Numbers Marketing, Sales Analysis & Albert Einstein's Definition of Insanity

Yesterday’s post touched on the two sides of good marketing: the creative side and the numbers side. And I put forth the view that too often the numbers side of marketing gets short-shifted. Let’s look at just one area to start: sales analysis.

“Doing the same thing repeatedly and expecting different results.” —That’s Albert Einstein’s definition of insanity. Well, insanity must rage at many-a-U.S. companies and organization because time and again we hear of sales going down in a clear, consistent trend and leadership wanting to see sales rise and market share grow—but no one is willing to make significant change.

This is all too true in the publishing industry, where sales analysis often means merely forecasting and setting sales projections (if that). What is needed is an investment in one's infrastructure to produce some high-quality sales reports and customer data—if these systems aren't already in place—and a strong dose of reality based on a good hard look at the numbers. By this I mean that marketers should be looking at not only what the numbers are saying (“sales are flat or going down”; “this product didn’t turn a profit”; “these customers are buying less of this”) but also at what is often called “the story” behind the numbers.

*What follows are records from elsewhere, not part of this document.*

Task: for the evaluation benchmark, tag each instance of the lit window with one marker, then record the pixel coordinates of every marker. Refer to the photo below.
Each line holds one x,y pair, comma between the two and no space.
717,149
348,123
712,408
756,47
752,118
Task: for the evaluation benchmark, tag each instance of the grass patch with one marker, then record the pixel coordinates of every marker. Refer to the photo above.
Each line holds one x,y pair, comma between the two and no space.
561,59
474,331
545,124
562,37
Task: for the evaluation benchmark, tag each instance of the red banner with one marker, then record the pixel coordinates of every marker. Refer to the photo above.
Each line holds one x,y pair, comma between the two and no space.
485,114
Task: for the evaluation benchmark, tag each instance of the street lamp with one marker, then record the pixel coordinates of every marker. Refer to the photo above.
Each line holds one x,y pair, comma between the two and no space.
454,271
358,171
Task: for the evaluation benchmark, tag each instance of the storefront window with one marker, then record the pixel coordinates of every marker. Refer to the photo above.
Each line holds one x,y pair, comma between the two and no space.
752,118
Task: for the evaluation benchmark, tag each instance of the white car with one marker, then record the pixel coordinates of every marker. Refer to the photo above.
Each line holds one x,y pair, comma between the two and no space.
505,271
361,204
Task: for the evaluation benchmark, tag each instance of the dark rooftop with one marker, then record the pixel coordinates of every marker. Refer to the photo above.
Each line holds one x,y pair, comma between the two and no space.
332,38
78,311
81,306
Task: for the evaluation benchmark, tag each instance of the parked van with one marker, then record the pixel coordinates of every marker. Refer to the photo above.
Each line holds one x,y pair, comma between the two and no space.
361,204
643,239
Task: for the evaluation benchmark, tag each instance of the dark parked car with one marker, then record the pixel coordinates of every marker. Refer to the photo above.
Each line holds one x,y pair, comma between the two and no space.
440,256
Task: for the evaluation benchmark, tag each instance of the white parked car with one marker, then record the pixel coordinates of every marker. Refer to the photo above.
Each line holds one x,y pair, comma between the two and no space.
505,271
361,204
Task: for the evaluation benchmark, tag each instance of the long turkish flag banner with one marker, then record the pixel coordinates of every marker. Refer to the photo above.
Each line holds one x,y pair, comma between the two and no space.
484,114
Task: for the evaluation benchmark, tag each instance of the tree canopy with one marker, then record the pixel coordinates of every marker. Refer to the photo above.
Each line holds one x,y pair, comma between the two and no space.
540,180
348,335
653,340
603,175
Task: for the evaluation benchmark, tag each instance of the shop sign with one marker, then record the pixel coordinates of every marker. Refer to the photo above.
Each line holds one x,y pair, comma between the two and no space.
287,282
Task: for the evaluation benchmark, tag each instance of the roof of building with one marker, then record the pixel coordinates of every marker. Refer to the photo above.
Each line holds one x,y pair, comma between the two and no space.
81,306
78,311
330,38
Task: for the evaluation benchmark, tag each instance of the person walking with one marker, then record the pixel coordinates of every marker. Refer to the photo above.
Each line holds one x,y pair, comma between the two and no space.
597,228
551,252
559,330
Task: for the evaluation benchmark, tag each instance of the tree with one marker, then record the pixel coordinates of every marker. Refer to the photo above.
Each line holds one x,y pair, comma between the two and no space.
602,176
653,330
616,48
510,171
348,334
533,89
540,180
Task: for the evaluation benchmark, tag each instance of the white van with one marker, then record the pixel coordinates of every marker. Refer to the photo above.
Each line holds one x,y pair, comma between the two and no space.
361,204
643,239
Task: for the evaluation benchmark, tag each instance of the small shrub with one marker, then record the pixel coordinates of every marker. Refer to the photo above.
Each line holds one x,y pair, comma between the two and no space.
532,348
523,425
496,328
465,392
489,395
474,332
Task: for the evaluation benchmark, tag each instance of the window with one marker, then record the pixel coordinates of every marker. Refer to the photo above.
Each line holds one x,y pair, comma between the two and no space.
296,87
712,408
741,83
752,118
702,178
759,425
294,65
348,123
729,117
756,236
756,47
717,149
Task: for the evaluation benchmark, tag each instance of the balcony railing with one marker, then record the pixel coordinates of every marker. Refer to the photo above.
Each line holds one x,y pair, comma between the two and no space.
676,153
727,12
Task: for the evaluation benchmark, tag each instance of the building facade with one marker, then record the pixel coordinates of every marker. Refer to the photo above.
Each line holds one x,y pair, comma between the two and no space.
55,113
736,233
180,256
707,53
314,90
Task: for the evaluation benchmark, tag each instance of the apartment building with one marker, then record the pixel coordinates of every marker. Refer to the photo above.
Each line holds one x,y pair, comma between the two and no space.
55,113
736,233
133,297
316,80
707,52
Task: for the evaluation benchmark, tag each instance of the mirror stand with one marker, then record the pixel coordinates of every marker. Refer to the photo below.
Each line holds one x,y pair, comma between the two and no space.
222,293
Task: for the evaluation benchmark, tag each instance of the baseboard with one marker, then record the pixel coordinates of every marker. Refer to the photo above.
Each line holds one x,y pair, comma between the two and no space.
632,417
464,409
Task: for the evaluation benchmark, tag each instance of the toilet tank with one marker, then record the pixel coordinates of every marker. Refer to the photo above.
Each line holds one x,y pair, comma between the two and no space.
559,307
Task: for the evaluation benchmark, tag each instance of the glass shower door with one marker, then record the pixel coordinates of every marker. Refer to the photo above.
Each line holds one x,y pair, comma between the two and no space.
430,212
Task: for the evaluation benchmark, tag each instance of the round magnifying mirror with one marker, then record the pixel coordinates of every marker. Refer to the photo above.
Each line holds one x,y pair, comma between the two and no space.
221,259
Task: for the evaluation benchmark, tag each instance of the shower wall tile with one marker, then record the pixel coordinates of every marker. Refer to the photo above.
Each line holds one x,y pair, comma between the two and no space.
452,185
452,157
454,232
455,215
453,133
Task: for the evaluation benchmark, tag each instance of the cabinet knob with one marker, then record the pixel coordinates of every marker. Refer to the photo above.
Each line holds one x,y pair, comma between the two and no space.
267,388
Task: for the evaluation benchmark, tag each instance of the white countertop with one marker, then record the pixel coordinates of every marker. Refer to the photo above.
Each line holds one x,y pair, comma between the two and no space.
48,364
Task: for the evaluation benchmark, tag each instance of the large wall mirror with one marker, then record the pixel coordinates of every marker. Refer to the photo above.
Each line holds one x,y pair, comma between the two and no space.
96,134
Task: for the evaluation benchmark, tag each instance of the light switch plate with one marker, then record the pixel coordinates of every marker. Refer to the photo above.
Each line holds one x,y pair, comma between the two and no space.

This begins with asking pointed questions and expecting actionable answers. For instance: What the trends…? (ex. …of the clarity and strength of your brand? … of your competitors’ sales, when available?, ... of your industry as whole?, … in the tastes and sensitivities of your customers?) How well are your brand attributes represented in your products…? (ex. …those that are selling well? ..those that selling poorly?) Where are the opportunities…? (ex. …for cross-selling?, …for partnership building?, …for realigning of a product mix or bundling certain products together at better price?, …for offering a service product that supports a strong-selling physical product?).

Or, if a significant customer or group of customers is buying less of something—Why? For this question, in most cases, you’ll have to go ask your customer to find the answer. Notice that *gasp!* emanating from those who always want to do more the same (safe) thing or who secretly fear giving up their power, hunches, and own sense of World Order by handing power back to the customer. Yes, you will have ask—either anecdotally, through quantitative research, or, ideally, both. And when you ask, don’t settle for the usual surface answers that you knew or could have guessed from the start. Like, “The economy.” Or, “I gave my business to ____.” Ok, sure. But when a customer tells you this, remember to follow-up by asking, again, Why? Why did your customer favor your competitor’s product or service this time? What was their deciding factor?

Assuming you have built trust with the customer, if you ask this question right you should learn where you customer’s priorities are right now, their key motivating factors, and what problem are they really trying to solve. I guarantee you there’s always something deeper going on than just a cheaper price.

This kind of numbers-based marketing is essential, lest you throw good energy after bad, focus good creative marketing efforts into wrong areas, and—as Einstein says—sadly, expect a different result.